Setting up Squid/Dansguardian - I keep getting "Access Denied."
OK, I am trying to set up a simple unit to cache/save bandwidth and filter the kid's internet. I'm using Fedora. I downloaded the Squid source, compiled, make, installed. I change the folder owner of the log/cache folders, and set the cache_effective_user. I set my http_access list to:
Code:
# Only allow cachemgr access from localhost
http_access allow manager localhost
http_access deny manager
# Deny requests to unknown ports
http_access deny !Safe_ports
# Deny CONNECT to other than SSL ports
http_access deny CONNECT !SSL_ports
# We strongly recommend the following be uncommented to protect innocent
# web applications running on the proxy server who think the only
# one who can access services on "localhost" is a local user
http_access deny to_localhost
# INSERT YOUR OWN RULE(S) HERE TO ALLOW ACCESS FROM YOUR CLIENTS
# Example rule allowing access from your local networks. Adapt
# to list your (internal) IP networks from where browsing should
# be allowed
acl cortiaus src 192.168.0.0/24
http_access allow cortiaus
# And finally deny all other access to this proxy
http_access deny all
Kind of a mix of my stuff and the default setting (still getting familiar with this). I installed Dansguardian and set it up. The guide I was following told me to set this IPtables thing:
Code:
iptables -t nat -A PREROUTING -i eth0 -p tcp --dport 3128 -j REDIRECT --to-port 8080
According to the guide, I would point my computers at port 3128, and it would automatically forward them to 8080. So I go to a test machine, and set up the proxy. I point it to the IP. If I point it at port 3128, the internet runs fine but it doesn't block any pages (I have played with Dansguardian before and I know for sure it is configured correctly). If I point it at port 8080, I get this:
Code:
ERROR
The requested URL could not be retrieved
While trying to retrieve the URL: http://www.hardocp.com/
The following error was encountered:
* Access Denied.
Access control configuration prevents your request from being allowed at this time. Please contact your service provider if you feel this is incorrect.
Your cache administrator is webmaster.
Generated Tue, 09 May 2006 21:50:44 GMT by localhost.localdomain (squid/2.5.STABLE13)
It says it's coming from Squid, but isn't port 8080 the one that Dansguardian listens on? What's up here guys? I'm new to all this, and am still wet around the ears with Linux, but I'm starting to get the hang of it.

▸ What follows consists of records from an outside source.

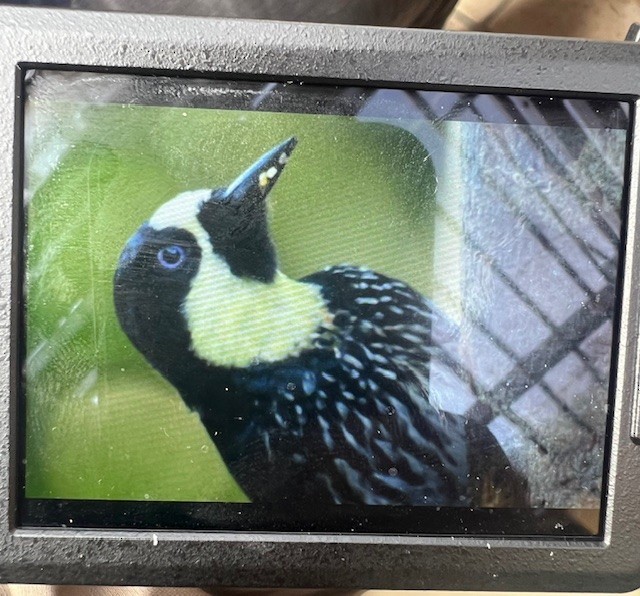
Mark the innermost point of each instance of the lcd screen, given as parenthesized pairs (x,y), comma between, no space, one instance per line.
(256,305)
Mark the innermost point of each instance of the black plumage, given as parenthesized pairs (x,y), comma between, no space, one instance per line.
(346,418)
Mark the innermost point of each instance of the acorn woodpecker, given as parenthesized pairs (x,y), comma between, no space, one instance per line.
(316,388)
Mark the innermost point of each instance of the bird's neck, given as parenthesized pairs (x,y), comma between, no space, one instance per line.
(238,322)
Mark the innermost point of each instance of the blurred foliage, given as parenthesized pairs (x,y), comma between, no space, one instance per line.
(101,423)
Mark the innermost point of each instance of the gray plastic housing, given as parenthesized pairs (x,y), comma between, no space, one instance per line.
(425,59)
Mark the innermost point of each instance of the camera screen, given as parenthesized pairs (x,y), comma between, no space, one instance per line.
(275,305)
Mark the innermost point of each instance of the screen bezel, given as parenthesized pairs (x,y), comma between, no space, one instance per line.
(425,59)
(62,511)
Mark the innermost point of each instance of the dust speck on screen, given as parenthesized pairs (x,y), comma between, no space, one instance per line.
(299,307)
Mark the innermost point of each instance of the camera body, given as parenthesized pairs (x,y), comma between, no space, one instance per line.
(61,59)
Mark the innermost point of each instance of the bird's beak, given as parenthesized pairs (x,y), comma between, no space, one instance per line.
(259,178)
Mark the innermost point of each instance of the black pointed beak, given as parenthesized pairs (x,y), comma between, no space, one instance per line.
(258,179)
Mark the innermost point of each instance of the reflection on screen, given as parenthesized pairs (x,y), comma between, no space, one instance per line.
(324,308)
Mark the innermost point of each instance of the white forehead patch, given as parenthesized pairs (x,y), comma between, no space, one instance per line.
(181,212)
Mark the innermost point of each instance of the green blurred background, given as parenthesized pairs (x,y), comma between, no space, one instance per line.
(101,423)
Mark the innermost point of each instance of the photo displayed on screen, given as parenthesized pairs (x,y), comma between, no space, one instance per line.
(391,309)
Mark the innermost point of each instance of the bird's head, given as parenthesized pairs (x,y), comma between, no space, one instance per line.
(198,274)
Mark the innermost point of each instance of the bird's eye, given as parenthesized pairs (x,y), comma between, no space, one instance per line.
(171,257)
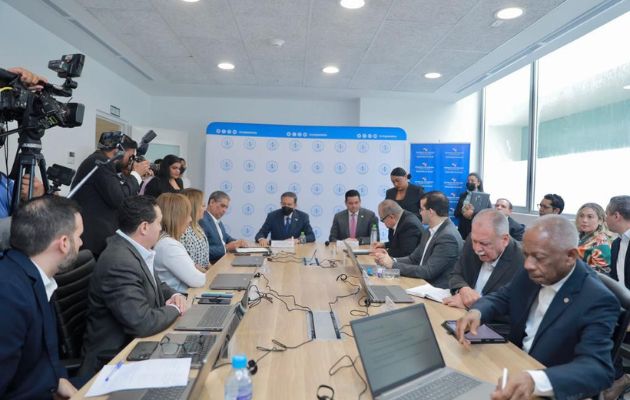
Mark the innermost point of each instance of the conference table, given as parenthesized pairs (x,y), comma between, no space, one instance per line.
(297,373)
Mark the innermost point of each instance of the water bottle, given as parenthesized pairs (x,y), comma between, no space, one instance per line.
(238,385)
(374,234)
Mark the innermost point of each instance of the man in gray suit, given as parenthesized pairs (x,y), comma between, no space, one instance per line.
(438,250)
(489,260)
(126,298)
(355,222)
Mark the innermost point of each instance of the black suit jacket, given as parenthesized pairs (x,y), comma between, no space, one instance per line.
(99,198)
(29,359)
(274,224)
(466,270)
(614,255)
(405,239)
(125,302)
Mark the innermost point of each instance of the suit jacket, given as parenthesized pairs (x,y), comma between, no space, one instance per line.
(614,256)
(466,270)
(125,302)
(405,239)
(274,224)
(29,359)
(516,229)
(464,225)
(216,248)
(340,228)
(441,255)
(574,339)
(99,198)
(411,202)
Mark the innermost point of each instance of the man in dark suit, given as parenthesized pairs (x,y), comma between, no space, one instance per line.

Any help?
iptables rule for squid/dansguardian transparent proxy
Hi - you've probably already resolved your issue by now, but by changing a couple of settings you can use the squid/firewall machine as a transparent proxy, and you won't need to set a proxy server in your client machines browsers.
the iptables rule looks like:
iptables -t nat -A PREROUTING -i eth0 -p tcp --dport 80 -j REDIRECT --to-port 8080
and you would set "proxyport = 3128" and "proxyip = your.internal.ip.address" in your /etc/dansguardian/dansguardian.conf.
You'll probably also need to set the following to "on" in your squid.conf:
httpd_accel_with_proxy on
httpd_accel_uses_host_header on
Although those may just be necessary for me as I also serve webpages from apache on this host as well :)
Now if you want to bypass dansguardian, you can set proxy server in your client browser to your squid host's internal ip address, port 3128.